Univ. police prepare for "Halloweekends," excessive drinking
Published: Monday, October 29, 2012
Updated: Monday, April 22, 2013 19:04
University police plan to increase officers’ presence throughout the week to prepare for Halloween day and the weekend, when students might extend their celebration, according to police officials.
University Police Chief Patrick Ogden said the police were preparing for a rise in crime and accidents during both potential Halloween weekends, Oct. 28-29 and Nov. 3-4. He said factors such as excessive drinking and reckless behaviorare significant contributions to rises in crime during holidays.
“Halloween weekend usually brings an increase in alcohol consumption, and we found that there’s also a decrease in decision-making abilities as a result,” Ogden said. “That means accidents go up.”
According to the university police department’s crime analyst, Detective Michael Brannan, there were 249 documented calls for service Halloween weekend last year. Eleven of those calls resulted in arrests.
Anna Cooney, a manager at Kildare’s Irish Pub, said she expected festivities to last for several days, so employees prepared for the anticipated onslaught of customers for Halloween.
“Wednesdays have not been our busiest days, but this year it will probably reflect four or five major days,” Cooney said. “We’re having two different costume giveaways, which bring a lot of people in, and they go a little extra hard.”
According to Cooney, the bar has seven security employees on a typical night. However, on Halloween she said they will have 12 or 13 members of their staff maintaining security. She said security will keep an eye on the crowd from all different levels and will converge if any incidents occur.
Ogden said the university police planned to have many officers near residence halls to maintain public safety. He said the officers aim to keep students safe as well as prevent illegal activities.
“We’re trying to protect the students,” Ogden said. “A lot of times, our victims of serious crimes are students who have had too much to drink and wander away from their friends.”
Ogden said he advises students to wear costumes that do not interfere with their vision or hearing. He said Halloween costumes often decrease individuals’ awareness of danger and make them easier targets for crimes, such as robbery.
Students should also wear something reflective so drivers can see them, Ogden said. Most importantly, he said people should always be in groups of three or more.
Sophomore Sarah Hudson said she plans to go to costume parties for Halloween. She said she remains safe when going out at night by always staying with a group and using good judgment. She said she does not think extra security and law enforcement will prevent people from partying.

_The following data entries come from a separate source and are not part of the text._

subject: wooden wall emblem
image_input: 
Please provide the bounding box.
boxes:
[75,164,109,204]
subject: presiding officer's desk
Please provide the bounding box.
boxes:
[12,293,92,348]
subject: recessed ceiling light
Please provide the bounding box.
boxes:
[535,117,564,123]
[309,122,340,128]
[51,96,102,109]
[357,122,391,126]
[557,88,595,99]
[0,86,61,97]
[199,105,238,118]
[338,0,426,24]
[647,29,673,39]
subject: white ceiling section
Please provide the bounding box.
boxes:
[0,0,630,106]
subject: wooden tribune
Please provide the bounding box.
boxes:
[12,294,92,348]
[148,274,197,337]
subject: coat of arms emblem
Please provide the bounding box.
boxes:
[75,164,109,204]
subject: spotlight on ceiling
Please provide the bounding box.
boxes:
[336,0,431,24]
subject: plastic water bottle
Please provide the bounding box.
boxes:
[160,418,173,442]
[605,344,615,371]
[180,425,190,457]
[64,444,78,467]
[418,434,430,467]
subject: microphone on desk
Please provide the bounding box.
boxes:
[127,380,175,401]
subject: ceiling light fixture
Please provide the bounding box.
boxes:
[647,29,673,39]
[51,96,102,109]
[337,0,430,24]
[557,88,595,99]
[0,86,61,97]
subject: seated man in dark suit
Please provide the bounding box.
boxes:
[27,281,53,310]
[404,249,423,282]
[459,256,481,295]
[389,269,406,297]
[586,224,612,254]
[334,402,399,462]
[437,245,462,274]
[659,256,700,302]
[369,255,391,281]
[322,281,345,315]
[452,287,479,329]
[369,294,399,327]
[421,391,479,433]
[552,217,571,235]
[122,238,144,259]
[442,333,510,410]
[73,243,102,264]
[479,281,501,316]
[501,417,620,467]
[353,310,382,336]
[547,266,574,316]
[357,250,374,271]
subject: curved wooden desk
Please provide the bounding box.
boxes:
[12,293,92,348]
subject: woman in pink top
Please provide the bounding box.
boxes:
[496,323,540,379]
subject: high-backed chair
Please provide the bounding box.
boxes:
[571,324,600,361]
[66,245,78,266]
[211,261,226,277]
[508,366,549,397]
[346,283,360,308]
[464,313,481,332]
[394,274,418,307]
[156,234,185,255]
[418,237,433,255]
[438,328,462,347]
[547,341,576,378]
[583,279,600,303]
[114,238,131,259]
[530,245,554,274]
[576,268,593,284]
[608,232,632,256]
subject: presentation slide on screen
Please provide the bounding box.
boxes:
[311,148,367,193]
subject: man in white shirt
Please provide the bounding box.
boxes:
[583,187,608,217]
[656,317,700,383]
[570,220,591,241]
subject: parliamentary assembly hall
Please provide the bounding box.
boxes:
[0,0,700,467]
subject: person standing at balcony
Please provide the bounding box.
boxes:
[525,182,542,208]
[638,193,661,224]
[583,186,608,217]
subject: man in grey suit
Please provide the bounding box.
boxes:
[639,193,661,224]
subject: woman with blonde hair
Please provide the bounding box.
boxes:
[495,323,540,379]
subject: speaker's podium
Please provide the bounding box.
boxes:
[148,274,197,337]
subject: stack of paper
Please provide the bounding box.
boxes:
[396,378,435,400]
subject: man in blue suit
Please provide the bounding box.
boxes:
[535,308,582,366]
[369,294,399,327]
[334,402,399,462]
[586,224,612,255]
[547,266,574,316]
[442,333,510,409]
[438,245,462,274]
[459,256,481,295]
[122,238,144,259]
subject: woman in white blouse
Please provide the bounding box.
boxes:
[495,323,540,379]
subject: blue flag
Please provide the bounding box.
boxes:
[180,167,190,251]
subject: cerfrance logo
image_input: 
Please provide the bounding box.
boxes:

“If there are more cops out, parties are going to get shut down earlier, but I really don’t think that will deter kids from going out in the first place,” Hudson said. “They’ll just be coming back earlier.”
Sophomore Solomon Debessay said he thinks students will continue to go to parties despite the police presence. He said he believes it will only compel students to be more cautious about how obvious their partying will be.
“People will probably be more careful as far as making sure their houses aren’t crowded,” Debessay said. “They’ll be quieter. There will be parties, but they will be more hidden.”
Ogden said the police focused most of their efforts on the weekend before Halloween, and officers will patrol on Wednesday and the following weekend as well.
The focus of the police force during Halloween is keeping students safe, not “busting” them for underage drinking, he said.
“The normal grievances I have are that students are being loud and disorderly late at night, or they’re using people’s yards as bathrooms,” Ogden said. “Obviously the people who live in Newark don’t appreciate that.”
Junior Nicolette Grannum said people are more excited for Halloween than usual because of Hurricane Sandy. She said that despite warnings from the university, she thinks students are likely to stay on campus and go to parties.
“They’re going to risk it,” Grannum said. “It’s Halloween. It only comes once a year, and I think people will be really excited for it.”